I quietly assured her that my credits were real and those were all produced films, some with very high ratings, not that I had to, but so many people were now listening, it was a survival instinct, I think.
She leaned in… “I have an attorney on retainer and I would have no problem suing you if ever say any of these things about my script to anyone, you understand?”
That’s when I started laughing. I couldn’t help it. I stood and thanked her for the lunch. (Yes, I left her with the check.) I told her she was free to sue me for my OPINIONS, but it wasn’t going to be a fun time for her if she did. Then I told her that there was one specific thing she could do that would help her script. Use it to start a fire. And I was gone.
Got a call from my friend on the way home. He was very very apologetic. She had called and unloaded on him. Then we both started laughing and he said, “Never again.” And I said, “You got that right.”
So I got home and there was an email from my manager asking that I call the authors of the book I read to talk with them about the adaptation job. My first thought was, “Oh why not.”
It couldn’t have been any different. Polar opposite. On a conference call to the husband and wife writing team, they listened to what I had to say, were both enthusiastic about my ideas and thoughts, understood where the weaknesses were and recognized them, and thanked me for my attention to detail. It was like I was in another dimension.
Don’t know if I’m getting the job or not, there are still other writers to talk to, but my manager called and said they loved what I had to say. So… hopefully it will turn into a job. If not, it was a pleasure and a breath of fresh air to talk to them.
One day. Two extremes. The first woman is assured of never ever being a success. The others have a good chance. Don’t be that first woman. Please. It will lead to miserable failure.
Learn to listen to notes. If someone is nice enough to read your work, LISTEN to them. You are free to reject their ideas because it is your spec. But open your mind and really listen.
I did a Blog about notes, so I’m not to beat that horse again except to say if you want to do this screenwriting thing you’d better be open to them, because they are coming and most of the time they are absolutely what you do not want to hear. But a lot of the time those notes will make your script better. Not the same, but better.

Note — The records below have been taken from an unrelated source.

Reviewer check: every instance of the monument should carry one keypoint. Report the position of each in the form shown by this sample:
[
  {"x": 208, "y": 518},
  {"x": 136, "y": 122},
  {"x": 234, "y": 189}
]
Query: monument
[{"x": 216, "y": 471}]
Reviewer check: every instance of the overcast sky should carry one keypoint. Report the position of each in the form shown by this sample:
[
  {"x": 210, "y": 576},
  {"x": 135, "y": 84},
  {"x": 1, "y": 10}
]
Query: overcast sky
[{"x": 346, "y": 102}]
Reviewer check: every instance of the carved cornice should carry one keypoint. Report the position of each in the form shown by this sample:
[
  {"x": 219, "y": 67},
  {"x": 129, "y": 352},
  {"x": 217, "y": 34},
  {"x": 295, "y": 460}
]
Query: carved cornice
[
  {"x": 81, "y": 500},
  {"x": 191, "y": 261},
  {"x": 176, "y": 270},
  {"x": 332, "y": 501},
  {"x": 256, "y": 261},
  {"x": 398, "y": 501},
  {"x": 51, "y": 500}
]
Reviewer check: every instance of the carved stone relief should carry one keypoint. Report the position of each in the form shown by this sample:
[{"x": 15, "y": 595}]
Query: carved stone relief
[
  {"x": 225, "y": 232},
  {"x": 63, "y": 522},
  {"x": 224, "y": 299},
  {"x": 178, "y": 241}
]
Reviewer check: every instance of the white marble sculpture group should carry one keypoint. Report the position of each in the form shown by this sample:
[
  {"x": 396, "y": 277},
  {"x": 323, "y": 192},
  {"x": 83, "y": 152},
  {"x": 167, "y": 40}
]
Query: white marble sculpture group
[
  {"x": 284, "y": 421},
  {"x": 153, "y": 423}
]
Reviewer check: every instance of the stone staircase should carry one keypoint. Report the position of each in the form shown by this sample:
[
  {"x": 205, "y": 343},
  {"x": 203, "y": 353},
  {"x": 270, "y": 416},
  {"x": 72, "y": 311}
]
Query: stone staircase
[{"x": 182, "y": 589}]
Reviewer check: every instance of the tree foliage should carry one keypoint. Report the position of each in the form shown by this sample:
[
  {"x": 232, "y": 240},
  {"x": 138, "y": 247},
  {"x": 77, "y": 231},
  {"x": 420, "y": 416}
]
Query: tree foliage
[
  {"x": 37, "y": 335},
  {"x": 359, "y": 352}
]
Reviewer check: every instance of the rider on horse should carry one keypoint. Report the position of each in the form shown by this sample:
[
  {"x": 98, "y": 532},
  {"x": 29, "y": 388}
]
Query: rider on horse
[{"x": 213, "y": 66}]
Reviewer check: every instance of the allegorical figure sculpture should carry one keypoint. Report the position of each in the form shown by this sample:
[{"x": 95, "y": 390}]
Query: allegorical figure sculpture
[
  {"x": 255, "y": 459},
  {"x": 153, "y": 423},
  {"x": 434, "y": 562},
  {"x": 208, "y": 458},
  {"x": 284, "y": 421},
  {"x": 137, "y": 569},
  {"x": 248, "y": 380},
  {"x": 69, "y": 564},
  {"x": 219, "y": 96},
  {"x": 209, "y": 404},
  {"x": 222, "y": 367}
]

My sometimes writing partner Jeff Willis and I sold (sold, not optioned) a script last year. “The Right Girl” is a different kind of romantic comedy that we were very proud of. If you were to read our first draft and the shooting script (which goes in July… YAY), which we were fortunate to have written, too (NO OTHER WRITERS so far), you’d see that the final product is light years from what we originally wrote.
One of the notes we got early turned the script on its head because it basically asked that we change the key story point, meaning that everything in the script needed to be redone to accommodate this change. We grumbled to each other, but we did it. Now, damn, it’s a really good script. Different. But funny and interesting and best of all, still a really good story.
We got an Email this week that we made the production team at the Production Company that bought it laugh out loud while reading it. You can’t imagine how satisfying that is.
How did we get to write every draft without the company having to hire other writers? We listened. We cooperated. We instituted their notes the way THEY WANTED THEM and still kept the integrity of our story. It’s a lot of work and sometimes very frustrating because it isn’t what we wanted for our story, but c’mon, they are going to make it and it’s going to be shown to audiences with our names in the credits as the writers. Plus, there is the money aspect.
And it’ll show up on IMDb soon and it will be yet another produced film I have that the woman who threatened me will have never heard of.